Idwer de la Parra: 'Mijn vrouw vindt het niet leuk dat de wet zich met haar kut bemoeit'
Twee eenden zwemmen in een volgeregend bandenspoor, hij voorop. Hij weet kennelijk waar het heen moet. Die kant op, wuf.
Stapvoets reizen per trein geeft kilometerslang een goed zicht op de steenweg naast het spoor. De lintbebouwing die, zo heb ik me laten vertellen, de ziel van Vlaanderen blootlegt. Droomkastelen zonder hoogte, oprijlanen zonder lengte, streng snoeiwerk omringd door overwoekerde kavels. Maar ik heb de Vlaamse ziel intussen wel begrepen.
Iets sneller, alstublieft. De trein komt tot stilstand – net nu ik haast heb: ik moet voort, voorweeën overvallen mijn geliefde. Hoe je het verschil tussen weeën en voorweeën voelt, is ons niet duidelijk.‘Dan toch?’ zei ze hoopvol en vertwijfeld over de telefoon. Alsof ons kind nog met de spijsvertering mee had gekund.
Nu wordt de trein ingehaald door de fietsende zonen en dochters van kleinhandelaars. Verderop zie ik een jongen afslaan bij een grote buxuskwekerij, een bedrijf waar heldere keuzes zijn gemaakt: een perceel met geschoren struikjes, en nergens het verwoestende spoor van de buxusmot. Daar zal een ondernemer zijn zoon iets moois en rendabels nalaten. En wat laat ik mijn jongen na? Een paar poëtische oprispingen.
De herfstige kruinen van treurberken zwiepen. Laat ze verdraaid nog aan toe deze trein opzwepen! Ik kan hem vertellen over de verschijningsvormen van de berk. De bast van de ruwe berk lijkt op besneeuwde rotsen, en de treurberk aapt de treurwilg na. Povere erfenis.
Ik kan hem niet eens beloven dat hij thuis geboren zal worden, ver weg van de ongenadige lampen van het verloskwartier en de gynaecologen met hun zuignappen. De trein komt eindelijk weer in beweging, en de 42 wekengrens nadert met rasse schreden. Na 42 weken zwangerschap is er geen arts of vroedvrouw meer te vinden die je nog durft bij te staan tijdens een thuisbevalling.
Het is een vervelend verzekeringstechnisch verhaal over aansprakelijkheid.
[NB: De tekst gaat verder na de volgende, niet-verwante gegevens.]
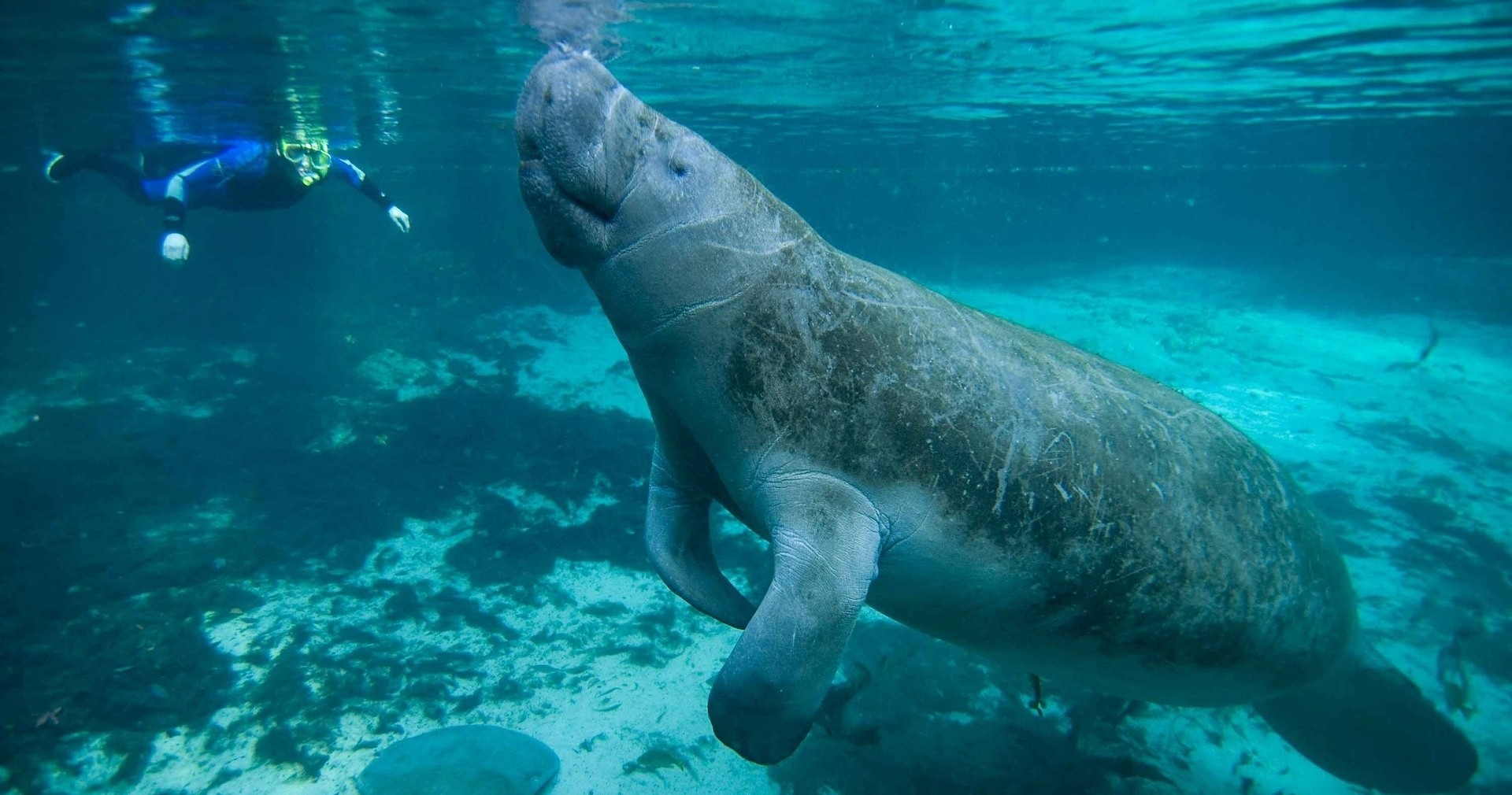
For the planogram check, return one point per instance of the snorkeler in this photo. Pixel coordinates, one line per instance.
(244, 176)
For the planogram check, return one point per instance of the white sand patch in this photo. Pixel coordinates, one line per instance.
(537, 507)
(17, 410)
(580, 360)
(412, 378)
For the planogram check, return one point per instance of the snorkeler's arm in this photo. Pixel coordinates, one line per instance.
(366, 187)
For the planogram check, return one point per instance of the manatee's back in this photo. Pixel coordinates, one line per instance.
(1151, 528)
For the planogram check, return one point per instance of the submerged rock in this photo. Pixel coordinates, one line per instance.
(463, 760)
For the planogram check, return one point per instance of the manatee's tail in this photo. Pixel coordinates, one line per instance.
(1369, 724)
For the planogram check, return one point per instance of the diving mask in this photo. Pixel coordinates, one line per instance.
(310, 159)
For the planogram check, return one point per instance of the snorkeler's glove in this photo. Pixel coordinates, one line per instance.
(176, 248)
(399, 218)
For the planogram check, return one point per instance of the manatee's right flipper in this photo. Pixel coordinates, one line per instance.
(826, 538)
(1369, 724)
(680, 549)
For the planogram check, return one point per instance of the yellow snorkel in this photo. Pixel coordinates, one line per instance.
(312, 159)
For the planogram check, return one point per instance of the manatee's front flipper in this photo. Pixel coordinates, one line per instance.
(1369, 724)
(826, 538)
(680, 550)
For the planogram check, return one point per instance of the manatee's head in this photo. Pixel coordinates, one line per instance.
(601, 171)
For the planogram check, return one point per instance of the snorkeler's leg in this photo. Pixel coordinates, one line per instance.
(126, 176)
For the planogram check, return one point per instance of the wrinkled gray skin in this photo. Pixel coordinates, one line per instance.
(968, 476)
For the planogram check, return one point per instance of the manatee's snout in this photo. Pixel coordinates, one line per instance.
(572, 176)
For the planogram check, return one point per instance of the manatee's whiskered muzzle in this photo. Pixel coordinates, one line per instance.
(565, 115)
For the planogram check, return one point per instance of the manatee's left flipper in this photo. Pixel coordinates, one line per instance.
(680, 549)
(826, 538)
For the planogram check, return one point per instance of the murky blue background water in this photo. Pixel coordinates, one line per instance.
(164, 427)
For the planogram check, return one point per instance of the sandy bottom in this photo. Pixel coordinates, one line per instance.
(1329, 395)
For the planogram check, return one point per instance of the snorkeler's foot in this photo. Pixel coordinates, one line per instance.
(57, 167)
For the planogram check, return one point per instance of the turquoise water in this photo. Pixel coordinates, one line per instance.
(328, 486)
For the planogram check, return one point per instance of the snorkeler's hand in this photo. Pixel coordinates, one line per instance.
(176, 248)
(399, 218)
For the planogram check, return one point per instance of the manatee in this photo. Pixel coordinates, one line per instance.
(968, 476)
Niemand wil die ene – volgens de statistieken ook na 42 weken nog steeds erg zeldzame – dode baby op zijn geweten hebben. Het hart van de onze klinkt na 41 weken onverminderd sterk. En mijn vrouw vindt het niet leuk dat de wet zich met haar kut bemoeit. Dus hoed ik me voor de dag waarop ik zeggen zal: ‘Die kant op, wuf. Naar het ziekenhuis.’
Ik heb gelezen dat intensieve tepelstimulatie de bevalling kan opwekken, maar vooralsnog heeft mijn arbeid slechts tot orgasmes geleid. ‘Rust is belangrijk,’ zegt ze, om vervolgens op haar smartphone te lezen dat lange duinwandelingen een mens rustig maken. De lichten dimmen kan ook helpen, want geen enkel dier bevalt op klaarlichte dag.
Als ik eindelijk thuiskom, tref ik haar op handen en knieën aan, grommend. Kennelijk was een paar uur zonder man ook zeer rustgevend.